Introduction

For this homework, I used the same bank marketing dataset from Homework 2 and tested Support Vector Machines on the same classification problem. I kept the train/test split approach from the previous assignment so the comparison would stay fair. To keep the code fast and easily reproducible, I used two small SVM experiments with a linear kernel and avoided large tuning grids or cross validation loops.

Load Packages

library(tidyverse)
library(caret)
library(e1071)
library(pROC)

Load Data

df <- read_delim("bank-full.csv", delim = ";", 
                 escape_double = FALSE, trim_ws = TRUE) |>
  rename(target = y)

df$target <- factor(df$target, levels = c("no", "yes"))

Create Train/Test Split

This is the same splitting idea I used in Homework 2. It makes sure both classes appear in both the training and testing data.

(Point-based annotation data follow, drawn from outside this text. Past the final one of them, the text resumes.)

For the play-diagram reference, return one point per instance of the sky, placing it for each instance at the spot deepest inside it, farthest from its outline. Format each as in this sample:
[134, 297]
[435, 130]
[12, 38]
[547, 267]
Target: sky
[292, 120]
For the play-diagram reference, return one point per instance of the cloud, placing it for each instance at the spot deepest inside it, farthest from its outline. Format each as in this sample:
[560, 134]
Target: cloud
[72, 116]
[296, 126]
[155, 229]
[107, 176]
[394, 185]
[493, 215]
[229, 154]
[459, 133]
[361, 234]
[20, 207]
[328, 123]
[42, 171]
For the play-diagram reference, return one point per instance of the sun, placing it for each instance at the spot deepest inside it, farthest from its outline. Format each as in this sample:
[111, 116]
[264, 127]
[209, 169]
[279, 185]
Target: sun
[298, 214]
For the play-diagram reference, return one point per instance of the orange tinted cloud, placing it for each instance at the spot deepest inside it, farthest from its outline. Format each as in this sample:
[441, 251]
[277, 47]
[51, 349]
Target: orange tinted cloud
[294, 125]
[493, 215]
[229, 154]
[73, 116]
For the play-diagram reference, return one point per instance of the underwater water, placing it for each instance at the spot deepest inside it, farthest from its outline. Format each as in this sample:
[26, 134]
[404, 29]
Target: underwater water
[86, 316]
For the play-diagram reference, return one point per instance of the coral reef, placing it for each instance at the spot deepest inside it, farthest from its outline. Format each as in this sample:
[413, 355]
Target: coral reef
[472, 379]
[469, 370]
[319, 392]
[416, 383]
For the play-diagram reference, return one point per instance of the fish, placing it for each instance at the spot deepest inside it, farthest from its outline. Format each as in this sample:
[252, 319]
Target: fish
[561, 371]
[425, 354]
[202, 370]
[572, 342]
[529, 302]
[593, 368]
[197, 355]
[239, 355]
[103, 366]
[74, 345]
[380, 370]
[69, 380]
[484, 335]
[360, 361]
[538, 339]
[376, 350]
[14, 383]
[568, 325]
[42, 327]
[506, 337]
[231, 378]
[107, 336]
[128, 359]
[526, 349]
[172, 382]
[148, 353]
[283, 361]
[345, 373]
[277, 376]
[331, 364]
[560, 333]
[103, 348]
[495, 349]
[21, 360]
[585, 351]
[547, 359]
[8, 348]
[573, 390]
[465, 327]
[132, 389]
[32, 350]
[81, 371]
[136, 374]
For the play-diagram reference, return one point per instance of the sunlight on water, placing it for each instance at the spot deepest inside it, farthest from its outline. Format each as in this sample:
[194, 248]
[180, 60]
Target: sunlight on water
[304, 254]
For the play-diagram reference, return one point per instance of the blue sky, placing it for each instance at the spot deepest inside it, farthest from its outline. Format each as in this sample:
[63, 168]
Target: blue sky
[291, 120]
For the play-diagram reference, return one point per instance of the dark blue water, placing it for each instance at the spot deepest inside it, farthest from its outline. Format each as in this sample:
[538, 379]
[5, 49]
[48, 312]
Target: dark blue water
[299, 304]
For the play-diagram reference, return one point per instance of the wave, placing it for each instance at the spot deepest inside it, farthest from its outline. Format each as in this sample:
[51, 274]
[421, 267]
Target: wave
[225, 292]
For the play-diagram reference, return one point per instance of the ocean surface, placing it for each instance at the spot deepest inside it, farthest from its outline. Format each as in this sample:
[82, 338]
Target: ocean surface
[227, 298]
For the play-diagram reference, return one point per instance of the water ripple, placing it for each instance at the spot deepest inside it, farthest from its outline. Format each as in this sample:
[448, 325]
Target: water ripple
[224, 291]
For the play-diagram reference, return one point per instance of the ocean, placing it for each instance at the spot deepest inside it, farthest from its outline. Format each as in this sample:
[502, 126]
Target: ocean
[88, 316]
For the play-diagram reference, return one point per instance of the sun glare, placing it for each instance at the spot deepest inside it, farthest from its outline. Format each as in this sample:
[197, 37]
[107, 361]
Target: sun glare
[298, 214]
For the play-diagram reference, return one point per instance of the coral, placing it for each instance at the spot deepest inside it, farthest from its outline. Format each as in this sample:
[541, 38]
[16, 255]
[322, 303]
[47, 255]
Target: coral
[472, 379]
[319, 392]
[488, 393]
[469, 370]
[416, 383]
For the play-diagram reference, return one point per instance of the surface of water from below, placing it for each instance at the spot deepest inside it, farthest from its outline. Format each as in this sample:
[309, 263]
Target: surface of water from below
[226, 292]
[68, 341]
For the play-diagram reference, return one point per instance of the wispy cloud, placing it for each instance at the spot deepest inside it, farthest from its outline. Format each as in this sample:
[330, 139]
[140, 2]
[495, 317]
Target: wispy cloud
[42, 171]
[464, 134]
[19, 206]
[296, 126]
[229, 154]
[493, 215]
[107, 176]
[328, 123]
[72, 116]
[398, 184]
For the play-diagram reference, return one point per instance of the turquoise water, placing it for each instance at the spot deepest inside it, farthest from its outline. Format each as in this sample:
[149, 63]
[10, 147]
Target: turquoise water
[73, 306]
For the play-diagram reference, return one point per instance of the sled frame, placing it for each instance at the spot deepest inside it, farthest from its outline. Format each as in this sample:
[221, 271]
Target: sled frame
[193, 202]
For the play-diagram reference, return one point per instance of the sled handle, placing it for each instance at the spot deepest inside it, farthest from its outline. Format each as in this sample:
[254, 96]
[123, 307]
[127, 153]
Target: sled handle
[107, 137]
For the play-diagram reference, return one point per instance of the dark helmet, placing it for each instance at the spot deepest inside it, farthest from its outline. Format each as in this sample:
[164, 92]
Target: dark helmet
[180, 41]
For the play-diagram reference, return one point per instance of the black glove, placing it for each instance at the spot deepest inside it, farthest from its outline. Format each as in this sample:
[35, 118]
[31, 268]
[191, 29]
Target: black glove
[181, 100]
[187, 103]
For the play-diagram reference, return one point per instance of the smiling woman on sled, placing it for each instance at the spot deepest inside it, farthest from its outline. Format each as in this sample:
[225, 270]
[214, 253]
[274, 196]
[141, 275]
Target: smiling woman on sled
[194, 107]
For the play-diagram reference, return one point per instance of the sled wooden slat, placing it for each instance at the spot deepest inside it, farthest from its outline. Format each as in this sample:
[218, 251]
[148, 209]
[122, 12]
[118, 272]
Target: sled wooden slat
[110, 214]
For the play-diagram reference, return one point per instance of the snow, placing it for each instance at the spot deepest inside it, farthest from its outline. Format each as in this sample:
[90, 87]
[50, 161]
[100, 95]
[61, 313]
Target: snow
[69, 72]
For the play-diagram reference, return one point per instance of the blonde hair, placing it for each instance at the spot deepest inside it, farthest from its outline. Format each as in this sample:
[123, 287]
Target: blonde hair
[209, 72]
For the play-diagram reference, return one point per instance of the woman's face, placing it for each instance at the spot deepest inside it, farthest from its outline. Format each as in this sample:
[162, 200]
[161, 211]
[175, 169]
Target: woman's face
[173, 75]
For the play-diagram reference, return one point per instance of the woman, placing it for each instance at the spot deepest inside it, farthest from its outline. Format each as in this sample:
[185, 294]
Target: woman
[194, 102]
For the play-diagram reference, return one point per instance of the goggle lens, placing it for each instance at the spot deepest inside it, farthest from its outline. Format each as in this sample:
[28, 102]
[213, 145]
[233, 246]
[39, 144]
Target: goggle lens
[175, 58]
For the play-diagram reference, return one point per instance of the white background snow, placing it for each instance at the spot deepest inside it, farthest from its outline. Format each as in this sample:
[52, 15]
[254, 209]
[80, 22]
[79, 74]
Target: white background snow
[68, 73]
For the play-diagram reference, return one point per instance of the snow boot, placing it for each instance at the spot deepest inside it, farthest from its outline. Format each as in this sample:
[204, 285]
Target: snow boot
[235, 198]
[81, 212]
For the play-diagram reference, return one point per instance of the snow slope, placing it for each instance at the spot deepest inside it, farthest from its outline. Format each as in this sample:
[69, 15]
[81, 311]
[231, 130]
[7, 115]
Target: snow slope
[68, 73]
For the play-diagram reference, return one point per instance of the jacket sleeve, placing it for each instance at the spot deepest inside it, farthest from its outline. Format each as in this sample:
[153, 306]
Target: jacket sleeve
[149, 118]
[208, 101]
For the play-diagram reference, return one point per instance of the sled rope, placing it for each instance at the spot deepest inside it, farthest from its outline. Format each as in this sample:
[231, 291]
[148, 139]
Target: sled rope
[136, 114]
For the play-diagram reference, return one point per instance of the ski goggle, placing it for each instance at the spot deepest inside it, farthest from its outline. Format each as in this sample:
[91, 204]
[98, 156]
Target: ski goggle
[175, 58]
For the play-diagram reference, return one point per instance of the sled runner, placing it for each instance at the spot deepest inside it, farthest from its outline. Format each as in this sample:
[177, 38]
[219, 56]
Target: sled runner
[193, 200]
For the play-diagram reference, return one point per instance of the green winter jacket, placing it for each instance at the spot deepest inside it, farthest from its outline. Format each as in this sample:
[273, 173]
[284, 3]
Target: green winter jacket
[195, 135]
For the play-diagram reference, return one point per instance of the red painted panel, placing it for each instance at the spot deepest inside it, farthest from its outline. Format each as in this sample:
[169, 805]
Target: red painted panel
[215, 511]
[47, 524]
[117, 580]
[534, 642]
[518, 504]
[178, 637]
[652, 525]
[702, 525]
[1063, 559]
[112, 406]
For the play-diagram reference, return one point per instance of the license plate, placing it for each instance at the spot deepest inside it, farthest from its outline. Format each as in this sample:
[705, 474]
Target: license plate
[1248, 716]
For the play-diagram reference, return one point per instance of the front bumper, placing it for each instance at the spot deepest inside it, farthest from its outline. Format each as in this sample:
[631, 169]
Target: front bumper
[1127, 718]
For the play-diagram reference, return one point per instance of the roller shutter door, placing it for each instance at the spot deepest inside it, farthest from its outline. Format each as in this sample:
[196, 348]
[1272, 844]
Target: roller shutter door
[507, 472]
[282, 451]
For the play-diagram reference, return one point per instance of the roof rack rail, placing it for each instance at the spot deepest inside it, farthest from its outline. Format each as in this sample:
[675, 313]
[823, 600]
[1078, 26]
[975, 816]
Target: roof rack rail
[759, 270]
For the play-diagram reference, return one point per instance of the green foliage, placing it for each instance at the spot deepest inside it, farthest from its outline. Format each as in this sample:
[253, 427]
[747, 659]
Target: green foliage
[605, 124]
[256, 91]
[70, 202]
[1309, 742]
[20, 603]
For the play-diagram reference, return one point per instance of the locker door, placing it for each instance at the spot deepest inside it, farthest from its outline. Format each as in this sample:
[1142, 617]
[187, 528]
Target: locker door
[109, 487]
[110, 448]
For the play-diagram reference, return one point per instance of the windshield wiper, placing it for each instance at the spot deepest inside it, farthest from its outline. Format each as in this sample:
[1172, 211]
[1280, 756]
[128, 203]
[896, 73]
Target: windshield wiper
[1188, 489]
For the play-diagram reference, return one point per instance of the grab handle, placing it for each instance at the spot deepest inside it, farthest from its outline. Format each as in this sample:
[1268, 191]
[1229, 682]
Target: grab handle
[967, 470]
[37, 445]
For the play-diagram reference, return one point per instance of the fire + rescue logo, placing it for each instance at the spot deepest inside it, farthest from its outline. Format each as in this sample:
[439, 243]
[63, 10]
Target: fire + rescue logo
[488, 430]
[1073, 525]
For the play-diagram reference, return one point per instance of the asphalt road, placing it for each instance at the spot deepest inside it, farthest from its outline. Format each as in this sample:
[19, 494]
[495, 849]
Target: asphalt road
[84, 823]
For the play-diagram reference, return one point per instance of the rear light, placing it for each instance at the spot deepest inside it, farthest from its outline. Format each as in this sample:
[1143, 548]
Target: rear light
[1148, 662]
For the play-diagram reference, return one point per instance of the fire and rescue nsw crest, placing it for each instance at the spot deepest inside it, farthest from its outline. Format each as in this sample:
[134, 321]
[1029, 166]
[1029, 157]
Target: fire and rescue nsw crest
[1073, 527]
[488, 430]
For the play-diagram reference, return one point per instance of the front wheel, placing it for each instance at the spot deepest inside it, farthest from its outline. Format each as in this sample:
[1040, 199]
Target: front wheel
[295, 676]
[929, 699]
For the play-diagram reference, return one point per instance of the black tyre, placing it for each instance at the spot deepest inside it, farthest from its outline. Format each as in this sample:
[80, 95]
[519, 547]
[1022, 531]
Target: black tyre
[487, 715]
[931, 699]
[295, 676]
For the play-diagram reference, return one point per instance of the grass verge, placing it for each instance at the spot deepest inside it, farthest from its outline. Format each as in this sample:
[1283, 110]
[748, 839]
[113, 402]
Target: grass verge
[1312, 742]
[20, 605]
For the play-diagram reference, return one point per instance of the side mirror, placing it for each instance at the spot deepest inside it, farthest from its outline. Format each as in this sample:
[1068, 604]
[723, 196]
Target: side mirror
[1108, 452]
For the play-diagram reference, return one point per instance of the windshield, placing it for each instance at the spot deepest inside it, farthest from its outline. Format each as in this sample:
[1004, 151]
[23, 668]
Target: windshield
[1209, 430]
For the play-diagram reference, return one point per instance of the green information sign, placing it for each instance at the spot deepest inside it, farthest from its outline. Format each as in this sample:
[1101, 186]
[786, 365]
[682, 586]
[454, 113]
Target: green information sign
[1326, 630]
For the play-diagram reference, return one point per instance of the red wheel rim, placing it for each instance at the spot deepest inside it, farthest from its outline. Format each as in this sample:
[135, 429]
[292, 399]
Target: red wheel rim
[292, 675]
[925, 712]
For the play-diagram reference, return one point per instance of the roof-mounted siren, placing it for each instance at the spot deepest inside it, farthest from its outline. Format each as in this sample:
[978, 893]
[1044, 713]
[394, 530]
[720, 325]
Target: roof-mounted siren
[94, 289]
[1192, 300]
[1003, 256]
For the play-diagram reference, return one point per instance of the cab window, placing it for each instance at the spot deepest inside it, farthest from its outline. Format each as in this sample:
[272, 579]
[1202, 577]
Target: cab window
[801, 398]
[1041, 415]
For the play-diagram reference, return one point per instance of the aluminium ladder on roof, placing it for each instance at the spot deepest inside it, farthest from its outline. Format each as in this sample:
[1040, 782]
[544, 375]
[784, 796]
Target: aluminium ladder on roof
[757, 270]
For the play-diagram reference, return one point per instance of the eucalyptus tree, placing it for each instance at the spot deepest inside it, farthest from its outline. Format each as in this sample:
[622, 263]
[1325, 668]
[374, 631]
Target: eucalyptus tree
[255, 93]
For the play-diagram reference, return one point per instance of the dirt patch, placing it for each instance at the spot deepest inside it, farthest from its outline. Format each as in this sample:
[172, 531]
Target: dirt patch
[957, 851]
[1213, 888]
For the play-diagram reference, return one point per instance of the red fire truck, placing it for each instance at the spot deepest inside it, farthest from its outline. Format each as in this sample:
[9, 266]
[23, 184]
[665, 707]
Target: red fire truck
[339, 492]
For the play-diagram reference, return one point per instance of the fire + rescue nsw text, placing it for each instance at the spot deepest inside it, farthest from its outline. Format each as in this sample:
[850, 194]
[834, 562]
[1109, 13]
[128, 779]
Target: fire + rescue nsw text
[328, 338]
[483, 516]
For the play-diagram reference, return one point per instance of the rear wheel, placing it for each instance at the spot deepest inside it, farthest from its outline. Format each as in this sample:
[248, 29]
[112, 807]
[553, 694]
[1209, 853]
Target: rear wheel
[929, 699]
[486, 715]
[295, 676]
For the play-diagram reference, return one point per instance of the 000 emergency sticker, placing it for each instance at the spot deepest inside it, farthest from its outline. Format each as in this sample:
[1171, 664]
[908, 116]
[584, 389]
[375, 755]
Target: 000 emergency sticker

make_split_with_both_classes <- function(dat, p = 0.8, strata = "target", max_tries = 100) {
  for (i in 1:max_tries) {
    idx <- createDataPartition(dat[[strata]], p = p, list = FALSE)
    train <- dat[idx, , drop = FALSE]
    test  <- dat[-idx, , drop = FALSE]
    if (nlevels(droplevels(train[[strata]])) == 2 &&
        nlevels(droplevels(test[[strata]])) == 2) {
      return(list(train = train, test = test))
    }
  }
}

splits <- make_split_with_both_classes(df, p = 0.8, strata = "target")
train <- splits$train
test  <- splits$test

Prepare Data for SVM

SVM requires numeric inputs, so I converted the categorical predictors to dummy variables and then centered and scaled the predictors. To keep runtime low, I trained the SVM models on a stratified subset of the training data and still evaluated on the full test set.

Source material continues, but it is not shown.